Sometimes the Universe seems to send me assignments and without warning, the compulsion to dive in takes over my mind and heart. It seems to be without choice! There I am – fascinated by facts or happenstance or a new hobby or person or learning a new skill.
I can’t remember how this one started, but I was working on a speech for Toastmasters when a headline about “the Loneliness Epidemic” caught my eye and all of a sudden it became my primary hook for my speech.
Today I decided to follow up on that speech because I decided my next speech would be on the same topic with additional visuals using power point in my presentation. I searched my computer for notes and found absolutely nothing.
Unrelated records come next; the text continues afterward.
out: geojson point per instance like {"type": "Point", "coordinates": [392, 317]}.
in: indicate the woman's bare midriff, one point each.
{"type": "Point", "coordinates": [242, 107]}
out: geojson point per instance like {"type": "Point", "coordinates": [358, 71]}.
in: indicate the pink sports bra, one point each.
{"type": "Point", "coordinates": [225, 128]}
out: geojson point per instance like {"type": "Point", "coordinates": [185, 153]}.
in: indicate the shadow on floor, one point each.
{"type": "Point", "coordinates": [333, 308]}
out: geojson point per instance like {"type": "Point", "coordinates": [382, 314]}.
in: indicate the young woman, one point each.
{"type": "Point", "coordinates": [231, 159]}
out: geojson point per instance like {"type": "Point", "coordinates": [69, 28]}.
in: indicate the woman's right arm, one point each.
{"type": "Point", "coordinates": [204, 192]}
That’s when I remembered sitting in my car, scribbling out an outline in the last fifteen minutes before the meeting started. I was going through a rebellious phase in my Toastmasters experience because the last speech I spent a lot of time preparing was the most difficult I had done to date and the feedback I got from it was filled with negativity and some deeply cutting critique, not constructive at all but like slashes on my raw heart.
I decided I wouldn’t invest so much in my speeches in the future, “It isn’t worth the pain,” I thought.
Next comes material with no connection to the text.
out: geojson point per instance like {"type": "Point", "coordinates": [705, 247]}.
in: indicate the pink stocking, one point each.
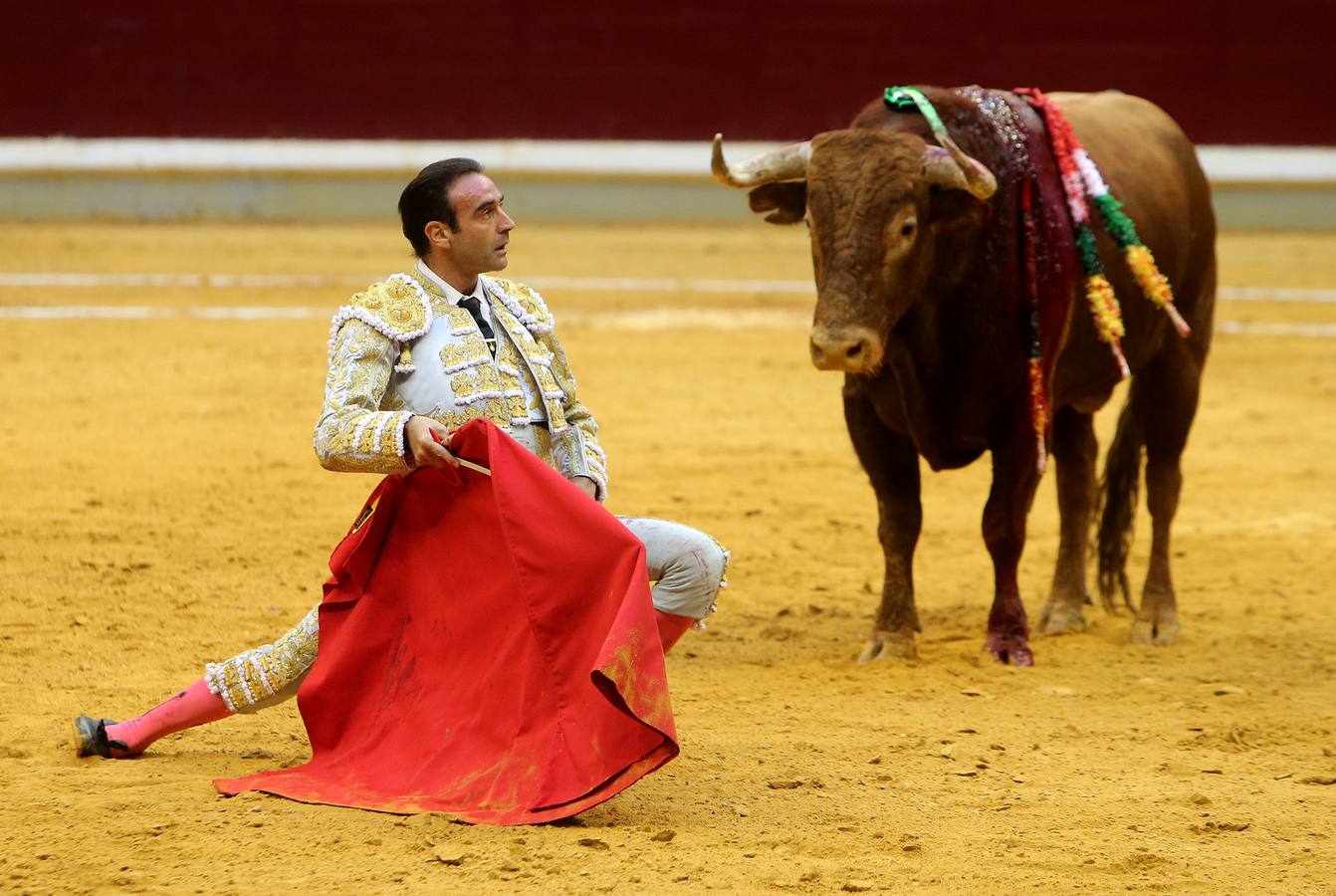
{"type": "Point", "coordinates": [195, 705]}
I remember when I spoke, I got my outline mixed up and had to do what I had planned to do in the beginning at the end. I felt like I repeated myself but apparently on that day repetition was an effective strategy. Most importantly, I managed to remember the statistics on loneliness.
Here is some of what I said:
Scientific American reports 60% of Americans experience loneliness on a regular basis.
Americans are lonely in boardrooms, classrooms, restaurants, movie theaters: everywhere, people are lonely – even when surrounded by others.
Loneliness is one of those “untalkaboutables” people don’t bring up. Your shutting down may have looked like my shutting down when I told my closest friend I was feeling painfully lonely, but she didn’t understand. She believed that since I had children and a handful of friends I do activities with, it was impossible to be lonely.
She lobbed a healthy dose of shame in response to my confession.
I think I gave my original speech some time in November, close to two months ago. It has taken all this time for me to respond with a hearty “hell, yes” to the Universe.
My call is to work toward eradicating loneliness. My task is to continue the conversation, no matter how scary it is or how vulnerable I become in bringing it up.
I was surprised to find this poem on my old blog yesterday, a poem I don’t remember writing but still sounds much like the me-of-recently.
the only
real she knows is
loneliness
it would surprise
some to know. Some
like that
one friend who
was startled she
felt left out
and hurt and discouraged
arriving to an event
where the others had
gathered. perfectly content
without her.
so what is real?
her statement
“my feelings are
hurt. I’ll get over it.
I always do. for now
I prefer to sit here
alone.” again. as in
the other times.
she could trust
loneliness. even
find contentment
in loneliness.
unchanging. predictable.
Today isn’t the day for chirpy tips on how to not be lonely.
It is a day, instead, for contemplative reflection.
Take this prompts as a way to remember both loneliness and connection.
Tune into loneliness as a way to know it more clearly from a space of love.
Tune into connection so you may invite increased connection into your life experience and multiply connection out with and beside others.
Prompt: I remember feeling lonely, back when….(re-create a moment of loneliness in written, spoken (into your video camera) or in a piece of expressive visual art).
Prompt: I remember deep connection in the moment I.….(re-create a moment of deep connection in written, spoken (into your video camera) or in a piece of expressive visual art).